Saturday, August 24, 2013

I have hesitated writing this post for days now.

After all, who wants to hear it? Who wants to remember it?

But for those of you who love me and have inquired, here it is in all its splendour.

I am miserable. I feel like some super-bug has invaded my body and is going for total annihilation. My poor children have been fending for themselves in between others coming in here and there to rescue them from my unwilling abandon. The guilt grows every day.  The house is falling apart, amidst the efforts of my mother-in-law trying to keep things together at the seams. When I hear her working away I want to tell her that she doesn't have to do that, but on the other hand I want to cry for gratitude - if she doesn't do it, who will? (I must give credit to my children who have tried to be helpful and to my husband who comes home every day after work to a messy house and hungry children - enter guilt once more.) I have not slept well for weeks as my body has decided that it needs to wake up and use the bathroom every hour ALL NIGHT LONG!

Somewhere in the middle of all of this perspective is lost. Life changes. And you wonder if it will
ever be the same again. I hate this illness. How can something so good feel so bad? I begin to feel as though it will never end and that I am not expecting a baby at all, put surviving an attack on my entire existence. Anger hits . . . and I entertain it for a moment. Somewhere between the prayers and the bathroom everything is lost in translation. I speak words of acceptance. I pray that I will be willing to accept His will for me, and yet I don't believe it. You see you can desire acceptance while longing for relief. I don't want to suffer this out. I want it taken away. Day after day, night after night, I begin to feel alone and unheard. I want to be better and I want to be better now. And when I am to exhausted to fight anymore and I feel beaten, it is then that the thought comes to my mind, Why do I want to be better? And as soon as I am will I forget at least in part my dependence on Him.  This nightmare has a fairly tale ending (I pray). I will get better. This will pass. I will be okay. As much as I have forgotten what it even is to feel normal, I will once more.

And yet if I were to be totally honest I would have to say that when this phase is finished I will still have the reality of adding another soul to our family. The idea is daunting! I love this baby - love has nothing to do with it, but can I care for so many children? Can I, weak and flawed as I am, do a good job at raising people?

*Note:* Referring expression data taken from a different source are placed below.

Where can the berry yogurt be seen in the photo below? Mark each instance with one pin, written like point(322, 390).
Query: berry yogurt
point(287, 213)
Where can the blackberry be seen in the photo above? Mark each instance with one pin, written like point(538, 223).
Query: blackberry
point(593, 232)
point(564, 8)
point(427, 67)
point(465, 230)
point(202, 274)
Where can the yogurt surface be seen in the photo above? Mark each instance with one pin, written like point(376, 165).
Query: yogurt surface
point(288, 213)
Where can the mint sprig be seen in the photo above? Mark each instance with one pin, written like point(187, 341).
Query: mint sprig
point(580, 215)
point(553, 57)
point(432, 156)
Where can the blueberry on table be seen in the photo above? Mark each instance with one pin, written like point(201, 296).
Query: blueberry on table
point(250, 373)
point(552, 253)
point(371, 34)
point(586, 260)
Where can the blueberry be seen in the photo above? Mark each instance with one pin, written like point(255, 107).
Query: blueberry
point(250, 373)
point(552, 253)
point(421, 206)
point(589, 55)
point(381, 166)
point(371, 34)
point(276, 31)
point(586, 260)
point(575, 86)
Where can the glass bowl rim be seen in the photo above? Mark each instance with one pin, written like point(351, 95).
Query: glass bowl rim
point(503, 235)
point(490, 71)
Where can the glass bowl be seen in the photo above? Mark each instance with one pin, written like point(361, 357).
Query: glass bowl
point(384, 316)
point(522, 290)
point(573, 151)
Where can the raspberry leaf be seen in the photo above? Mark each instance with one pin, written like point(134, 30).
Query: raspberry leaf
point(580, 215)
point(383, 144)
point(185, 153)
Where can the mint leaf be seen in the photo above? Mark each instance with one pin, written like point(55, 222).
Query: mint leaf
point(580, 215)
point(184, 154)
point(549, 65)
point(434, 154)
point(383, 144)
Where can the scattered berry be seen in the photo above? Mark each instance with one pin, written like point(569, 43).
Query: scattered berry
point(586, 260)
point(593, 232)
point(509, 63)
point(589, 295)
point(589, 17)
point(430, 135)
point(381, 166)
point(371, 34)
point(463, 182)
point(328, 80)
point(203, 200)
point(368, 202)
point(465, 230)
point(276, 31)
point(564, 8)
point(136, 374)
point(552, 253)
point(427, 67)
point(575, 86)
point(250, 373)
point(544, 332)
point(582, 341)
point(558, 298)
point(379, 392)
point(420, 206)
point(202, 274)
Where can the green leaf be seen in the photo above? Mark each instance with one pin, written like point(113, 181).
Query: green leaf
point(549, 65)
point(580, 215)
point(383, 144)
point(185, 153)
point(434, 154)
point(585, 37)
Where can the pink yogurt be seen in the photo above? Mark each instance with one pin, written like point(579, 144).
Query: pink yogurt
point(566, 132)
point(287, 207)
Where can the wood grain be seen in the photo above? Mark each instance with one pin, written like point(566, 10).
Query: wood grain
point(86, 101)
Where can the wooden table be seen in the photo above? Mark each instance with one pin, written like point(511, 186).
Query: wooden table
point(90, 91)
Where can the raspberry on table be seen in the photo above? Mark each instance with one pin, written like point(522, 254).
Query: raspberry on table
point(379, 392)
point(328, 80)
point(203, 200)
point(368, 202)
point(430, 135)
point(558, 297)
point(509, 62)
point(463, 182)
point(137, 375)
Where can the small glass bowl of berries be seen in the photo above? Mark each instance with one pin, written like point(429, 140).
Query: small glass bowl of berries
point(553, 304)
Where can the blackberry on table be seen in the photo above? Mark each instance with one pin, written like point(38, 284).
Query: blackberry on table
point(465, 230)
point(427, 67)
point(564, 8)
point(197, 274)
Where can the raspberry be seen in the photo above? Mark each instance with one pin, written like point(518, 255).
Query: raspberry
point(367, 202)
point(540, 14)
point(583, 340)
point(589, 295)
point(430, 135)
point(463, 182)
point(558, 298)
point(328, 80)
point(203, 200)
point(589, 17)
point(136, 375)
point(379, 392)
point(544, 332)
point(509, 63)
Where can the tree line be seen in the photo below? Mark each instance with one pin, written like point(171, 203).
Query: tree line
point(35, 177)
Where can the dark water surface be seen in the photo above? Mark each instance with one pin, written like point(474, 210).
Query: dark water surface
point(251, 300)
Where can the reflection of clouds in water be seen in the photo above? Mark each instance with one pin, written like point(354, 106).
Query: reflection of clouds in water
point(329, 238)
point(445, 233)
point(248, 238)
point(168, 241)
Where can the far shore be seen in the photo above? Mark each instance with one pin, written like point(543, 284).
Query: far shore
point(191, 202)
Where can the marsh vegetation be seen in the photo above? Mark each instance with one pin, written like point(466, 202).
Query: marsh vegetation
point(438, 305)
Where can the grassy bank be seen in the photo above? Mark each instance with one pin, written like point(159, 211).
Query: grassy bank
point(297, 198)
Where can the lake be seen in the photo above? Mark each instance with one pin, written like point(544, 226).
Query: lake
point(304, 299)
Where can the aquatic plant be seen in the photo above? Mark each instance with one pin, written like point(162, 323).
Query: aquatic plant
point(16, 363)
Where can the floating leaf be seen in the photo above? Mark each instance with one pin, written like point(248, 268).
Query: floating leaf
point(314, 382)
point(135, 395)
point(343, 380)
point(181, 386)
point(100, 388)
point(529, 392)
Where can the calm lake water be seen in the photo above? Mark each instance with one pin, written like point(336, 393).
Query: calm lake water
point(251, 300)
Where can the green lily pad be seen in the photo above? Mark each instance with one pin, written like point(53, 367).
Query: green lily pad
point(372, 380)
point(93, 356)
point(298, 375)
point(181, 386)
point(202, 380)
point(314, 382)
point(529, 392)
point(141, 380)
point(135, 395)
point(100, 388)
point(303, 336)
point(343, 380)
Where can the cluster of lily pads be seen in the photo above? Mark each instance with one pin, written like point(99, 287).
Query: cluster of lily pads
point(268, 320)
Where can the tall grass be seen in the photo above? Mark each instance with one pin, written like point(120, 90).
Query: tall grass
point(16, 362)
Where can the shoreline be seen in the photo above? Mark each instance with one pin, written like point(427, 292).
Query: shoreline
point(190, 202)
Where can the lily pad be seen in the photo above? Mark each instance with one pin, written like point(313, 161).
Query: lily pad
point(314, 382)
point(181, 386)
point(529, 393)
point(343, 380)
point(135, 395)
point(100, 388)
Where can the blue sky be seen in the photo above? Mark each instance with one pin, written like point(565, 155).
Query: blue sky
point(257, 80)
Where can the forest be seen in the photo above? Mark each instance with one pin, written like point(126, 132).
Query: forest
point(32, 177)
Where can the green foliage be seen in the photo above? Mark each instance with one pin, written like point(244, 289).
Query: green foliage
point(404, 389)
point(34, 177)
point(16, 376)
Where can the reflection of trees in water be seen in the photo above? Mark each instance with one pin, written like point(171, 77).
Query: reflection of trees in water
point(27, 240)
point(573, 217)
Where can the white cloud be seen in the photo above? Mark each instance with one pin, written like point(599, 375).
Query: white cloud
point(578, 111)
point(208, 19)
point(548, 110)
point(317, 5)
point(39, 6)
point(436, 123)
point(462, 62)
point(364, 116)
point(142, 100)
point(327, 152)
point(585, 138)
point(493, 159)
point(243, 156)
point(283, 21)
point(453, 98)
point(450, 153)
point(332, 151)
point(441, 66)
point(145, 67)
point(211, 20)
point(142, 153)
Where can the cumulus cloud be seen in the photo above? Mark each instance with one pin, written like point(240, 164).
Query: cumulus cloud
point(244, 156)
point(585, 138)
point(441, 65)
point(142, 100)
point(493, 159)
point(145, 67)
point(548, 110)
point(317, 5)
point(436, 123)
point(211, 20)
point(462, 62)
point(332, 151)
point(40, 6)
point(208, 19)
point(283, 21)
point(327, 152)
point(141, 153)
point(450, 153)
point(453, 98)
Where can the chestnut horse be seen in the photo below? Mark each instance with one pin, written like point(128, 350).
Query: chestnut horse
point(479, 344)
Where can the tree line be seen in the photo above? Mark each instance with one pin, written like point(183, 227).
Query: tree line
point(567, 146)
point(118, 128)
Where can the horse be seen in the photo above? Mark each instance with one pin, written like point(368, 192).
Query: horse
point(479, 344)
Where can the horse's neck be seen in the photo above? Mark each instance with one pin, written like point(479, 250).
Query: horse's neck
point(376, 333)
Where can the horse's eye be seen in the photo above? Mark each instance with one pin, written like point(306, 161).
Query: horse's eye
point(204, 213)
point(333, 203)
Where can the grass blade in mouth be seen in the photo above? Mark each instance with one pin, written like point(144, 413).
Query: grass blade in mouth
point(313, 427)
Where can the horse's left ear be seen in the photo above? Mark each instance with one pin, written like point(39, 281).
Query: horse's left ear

I read this quote among another amazing piece of written word, "You don't get to make up most of your story. You get to make peace with it." Perspective returns and I understand. No matter how well we plan, no matter how well we organize, things will happen. Life will throw us curve balls, and we will feebly swing, missing the mark and wondering what is wrong with us, with this. These curve balls can bring us to our end, no strategies left to attempt. And this is where God would have us come, not to stay, but to learn and then move on. This is where we make peace with our lives. Once we have let go the anger, hurt, surprise, unknowing, and reliance on our own strength, then can He step in and do his work. Then will the peace come, His peace. You see God does not sit around tallying all the times me mess up, all the things left on our to-do list at the end of the day. He is already and has always been at peace. He will count my prayers for acceptance of this illness, He will add up my good deeds for the day, even when they are grossly out numbered by the opposite. He will take all I have and ask nothing more and fill in where I lack.